Critique de livre : « Poèmes rassemblés » et « Romance tardive : Anthony Hecht — La vie d’un poète » d’Anthony Hecht, par David Yezzi
Hecht, décédé en 2004, est généralement étiqueté avec des mots comme « mandarin » et « formaliste » et regroupé dans un groupe de poètes américains nés dans les années 1920 qui comprend Richard Wilbur et James Merrill. Mais à bien des égards, Hecht était différent. Il était juif, d’une part, une identité qui, lorsque Hecht était jeune homme, était tendue non seulement dans le monde de la littérature américaine (alors sous le charme de TS Eliot), mais dans de nombreux espaces d’élite du pays. Comme le note Yezzi, alors que Hecht se préparait à fréquenter Bard, son père lui a suggéré de « changer son nom pour quelque chose à consonance moins juive, pour éviter toute discrimination ».
La Seconde Guerre mondiale a été la pierre angulaire de la poésie de Hecht, voire de sa vie. Il a servi dans des unités de combat mais n’a délibérément jamais tiré sur qui que ce soit, une décision qui lui a donné, comme l’écrit Yezzi, « un sentiment atroce de compromis moral ». En raison de ses compétences linguistiques, Hecht a été chargé de traduire des interviews après la libération du camp de concentration de Flossenbürg. Yezzi cite une lettre que Hecht a écrite à ses parents : « Ce que j’ai vu et entendu ici, lors de conversations avec des Allemands, des Français, des Tchèques et des Russes – ainsi que des observations personnelles – se combine pour former une histoire bien au-delà des limites de la censure. Vous devez attendre que je puisse vous parler personnellement de ce beau pays et de ses gens déments.

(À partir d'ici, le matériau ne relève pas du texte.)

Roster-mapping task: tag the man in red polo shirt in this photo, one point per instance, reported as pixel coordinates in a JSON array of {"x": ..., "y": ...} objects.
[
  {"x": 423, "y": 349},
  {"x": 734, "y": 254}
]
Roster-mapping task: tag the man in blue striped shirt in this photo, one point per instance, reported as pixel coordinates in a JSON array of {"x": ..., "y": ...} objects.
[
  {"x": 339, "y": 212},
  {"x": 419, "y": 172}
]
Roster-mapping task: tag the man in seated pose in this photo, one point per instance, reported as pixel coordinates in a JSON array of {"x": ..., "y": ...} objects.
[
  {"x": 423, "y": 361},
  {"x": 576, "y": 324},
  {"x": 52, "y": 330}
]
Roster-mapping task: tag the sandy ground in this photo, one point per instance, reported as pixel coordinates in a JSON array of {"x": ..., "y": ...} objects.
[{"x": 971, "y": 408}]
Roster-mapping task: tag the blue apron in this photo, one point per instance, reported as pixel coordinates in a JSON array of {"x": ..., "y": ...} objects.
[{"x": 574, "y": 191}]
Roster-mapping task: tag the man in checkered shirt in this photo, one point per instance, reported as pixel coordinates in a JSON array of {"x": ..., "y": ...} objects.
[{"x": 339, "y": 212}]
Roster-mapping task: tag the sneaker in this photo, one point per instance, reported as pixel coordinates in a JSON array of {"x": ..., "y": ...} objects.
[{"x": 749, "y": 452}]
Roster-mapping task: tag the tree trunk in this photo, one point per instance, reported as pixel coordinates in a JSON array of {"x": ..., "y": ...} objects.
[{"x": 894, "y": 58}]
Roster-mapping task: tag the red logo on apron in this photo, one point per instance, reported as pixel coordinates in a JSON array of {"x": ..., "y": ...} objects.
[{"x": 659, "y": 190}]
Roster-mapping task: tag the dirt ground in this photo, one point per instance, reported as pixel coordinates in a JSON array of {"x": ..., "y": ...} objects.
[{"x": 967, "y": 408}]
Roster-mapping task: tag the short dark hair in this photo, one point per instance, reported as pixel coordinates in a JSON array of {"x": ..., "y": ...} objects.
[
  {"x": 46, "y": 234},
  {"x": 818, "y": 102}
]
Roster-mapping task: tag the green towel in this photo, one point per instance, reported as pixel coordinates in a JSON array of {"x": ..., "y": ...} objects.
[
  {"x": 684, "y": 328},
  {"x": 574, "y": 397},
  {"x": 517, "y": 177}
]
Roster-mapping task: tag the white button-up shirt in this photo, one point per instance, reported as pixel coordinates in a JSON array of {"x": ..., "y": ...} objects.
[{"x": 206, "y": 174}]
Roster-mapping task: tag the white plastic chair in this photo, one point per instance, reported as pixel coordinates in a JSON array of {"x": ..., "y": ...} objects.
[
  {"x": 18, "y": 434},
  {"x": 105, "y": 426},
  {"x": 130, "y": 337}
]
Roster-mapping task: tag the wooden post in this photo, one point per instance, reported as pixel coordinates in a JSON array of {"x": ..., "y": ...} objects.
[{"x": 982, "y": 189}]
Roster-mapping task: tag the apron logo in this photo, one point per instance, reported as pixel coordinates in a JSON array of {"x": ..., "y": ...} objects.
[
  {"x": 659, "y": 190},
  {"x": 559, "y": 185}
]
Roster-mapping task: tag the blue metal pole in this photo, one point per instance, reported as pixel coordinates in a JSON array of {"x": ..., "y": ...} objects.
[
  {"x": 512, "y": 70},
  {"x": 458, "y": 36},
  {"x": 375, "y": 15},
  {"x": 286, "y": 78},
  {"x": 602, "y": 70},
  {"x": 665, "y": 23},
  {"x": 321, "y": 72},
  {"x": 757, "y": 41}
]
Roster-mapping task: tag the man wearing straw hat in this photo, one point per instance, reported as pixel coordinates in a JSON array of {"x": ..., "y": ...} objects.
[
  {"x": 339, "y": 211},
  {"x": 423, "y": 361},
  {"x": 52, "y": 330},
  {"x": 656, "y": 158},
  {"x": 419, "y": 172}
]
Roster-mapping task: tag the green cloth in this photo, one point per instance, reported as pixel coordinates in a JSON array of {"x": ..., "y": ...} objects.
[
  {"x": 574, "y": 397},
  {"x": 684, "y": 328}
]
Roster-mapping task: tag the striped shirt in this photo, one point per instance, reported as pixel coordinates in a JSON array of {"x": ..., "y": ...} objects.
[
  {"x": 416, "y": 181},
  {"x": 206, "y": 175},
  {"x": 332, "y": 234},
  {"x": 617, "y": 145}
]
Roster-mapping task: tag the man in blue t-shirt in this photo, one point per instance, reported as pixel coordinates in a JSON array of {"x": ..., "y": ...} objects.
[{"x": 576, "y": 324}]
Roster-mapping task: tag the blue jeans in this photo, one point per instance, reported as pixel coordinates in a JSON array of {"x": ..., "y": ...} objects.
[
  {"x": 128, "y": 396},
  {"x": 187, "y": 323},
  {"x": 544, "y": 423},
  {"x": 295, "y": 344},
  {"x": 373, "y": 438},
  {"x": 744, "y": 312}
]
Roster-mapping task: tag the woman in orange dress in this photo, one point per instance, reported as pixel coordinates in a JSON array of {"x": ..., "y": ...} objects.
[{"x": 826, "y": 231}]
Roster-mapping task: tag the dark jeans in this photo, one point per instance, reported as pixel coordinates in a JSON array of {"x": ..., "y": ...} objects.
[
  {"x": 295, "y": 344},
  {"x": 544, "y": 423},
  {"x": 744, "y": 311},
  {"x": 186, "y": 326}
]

Les poèmes issus de cette horrible expérience sont ceux généralement reproduits dans les anthologies, notamment « Plus de lumière ! » Plus de lumière !’ », qui cite des paroles attribuées à Goethe sur son lit de mort. Les sujets extrêmes ne doivent pas toujours être associés à des formes ou à une diction extrêmes – la poésie n’est pas un trieur de formes pour les tout-petits – mais il est difficile de lire cet ouvrage aujourd’hui sans ressentir un sentiment de décalage, car des scènes sombres sont livrées dans une écriture en filigrane. Si une arme à feu est sur le point d’être utilisée pour assassiner quelqu’un, elle aura « plané légèrement dans son gant ». Si un groupe de tueurs rôde, ils « se prélasseront dans un mimétisme étudié d’aisance ». Si un poème explore l’histoire de la violence européenne, nous aurons également une « colline à colombages », des « ombres bleues » et « la lumière vive de l’hiver ».
Les meilleures œuvres de Hecht permettent à son intelligence fluide d’entrer en scène, plutôt que de tirer ses rideaux. Ceci est remarquable dans des poèmes moins terribles comme « Peripeteia », mais aussi peut-être dans son meilleur poème, « A Hill ». L’orateur (représenté comme Hecht lui-même) discute confortablement avec des amis sur un marché lorsque brusquement, sans raison, le marché disparaît et
à sa place
C’était une colline, couleur taupe et nue. Il faisait très froid,
Proche du gel, avec une promesse de neige.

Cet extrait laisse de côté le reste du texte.